Ihr habt das neue Album in der Idylle Schottlands produziert. Zum einen kann ich es gut nachvollziehen dass man für den Prozess eines Albums der Hektik des Alltags entfliehen muss. Kann es aber zum anderen auch passieren, dass ein Ort, an dem das Album entsteht zu sehr auf die Stimmung des Albums Einfluss nimmt? Läuft man manchmal Gefahr den Tracks dadurch ein Stück eigene Persönlichkeit zu nehmen?

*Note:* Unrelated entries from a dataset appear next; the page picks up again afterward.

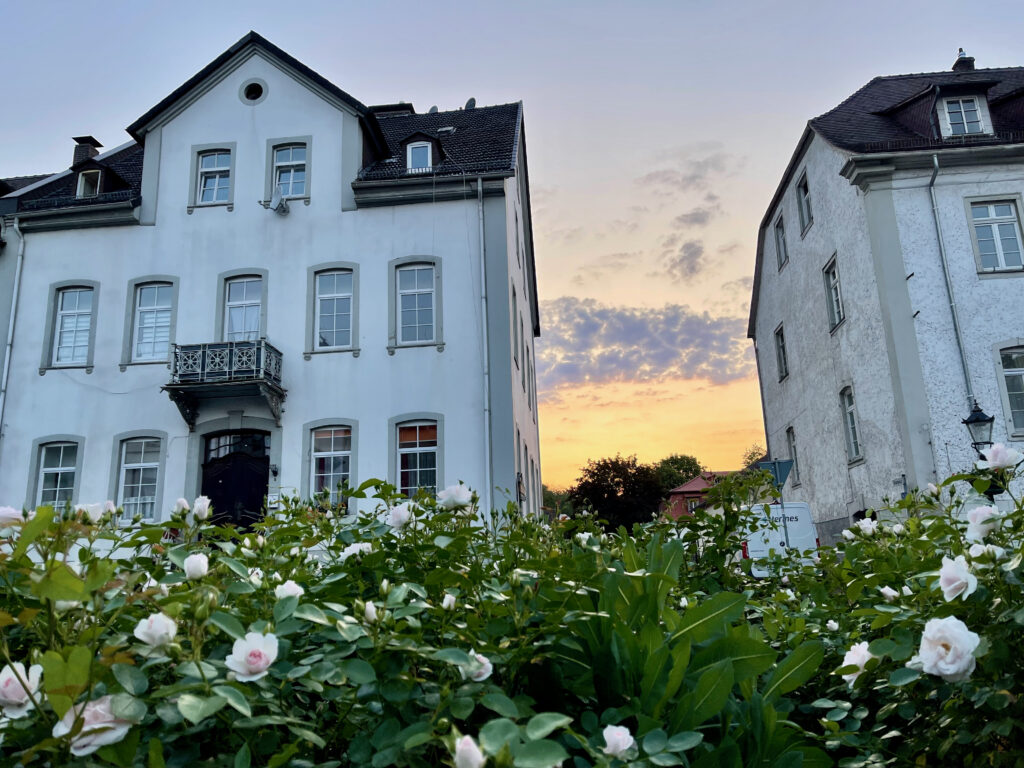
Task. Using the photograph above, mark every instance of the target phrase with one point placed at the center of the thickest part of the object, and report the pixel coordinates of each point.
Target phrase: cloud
(586, 342)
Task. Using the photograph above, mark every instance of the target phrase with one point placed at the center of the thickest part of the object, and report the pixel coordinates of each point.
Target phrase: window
(996, 235)
(964, 116)
(834, 296)
(152, 332)
(290, 170)
(332, 457)
(780, 251)
(780, 358)
(139, 472)
(57, 466)
(1012, 363)
(417, 457)
(791, 443)
(418, 157)
(416, 303)
(243, 308)
(74, 326)
(334, 309)
(804, 203)
(850, 424)
(88, 184)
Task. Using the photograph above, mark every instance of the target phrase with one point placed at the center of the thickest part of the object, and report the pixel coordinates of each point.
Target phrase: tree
(621, 489)
(674, 470)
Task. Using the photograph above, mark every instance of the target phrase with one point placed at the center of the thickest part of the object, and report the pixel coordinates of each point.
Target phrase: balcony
(224, 369)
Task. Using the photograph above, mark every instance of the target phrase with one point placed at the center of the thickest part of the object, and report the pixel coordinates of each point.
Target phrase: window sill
(308, 354)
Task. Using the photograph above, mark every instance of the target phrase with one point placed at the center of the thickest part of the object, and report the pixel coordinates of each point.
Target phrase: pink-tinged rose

Ganz im Gegenteil! Wir fahren ja genau aus dem Grund an diese besonderen Orte zum produzieren, weil die Tracks dadurch noch mehr an Persönlichkeit gewinnen. Hätten wir „Smoke“ in Berlin produziert, wäre es ein komplett anderes Album geworden. Und das wäre doch echt schade. Sich diesen Orten und Eindrücken auszusetzen, ist für uns sehr wichtig, sonst würden wir künstlerisch wahrscheinlich irgendwann stehen bleiben. Und das wäre uns zu langweilig. Wir sind eigentlich immer auf der Suche nach neuen Inspirationsquellen und auf Reisen funktioniert das für uns am besten.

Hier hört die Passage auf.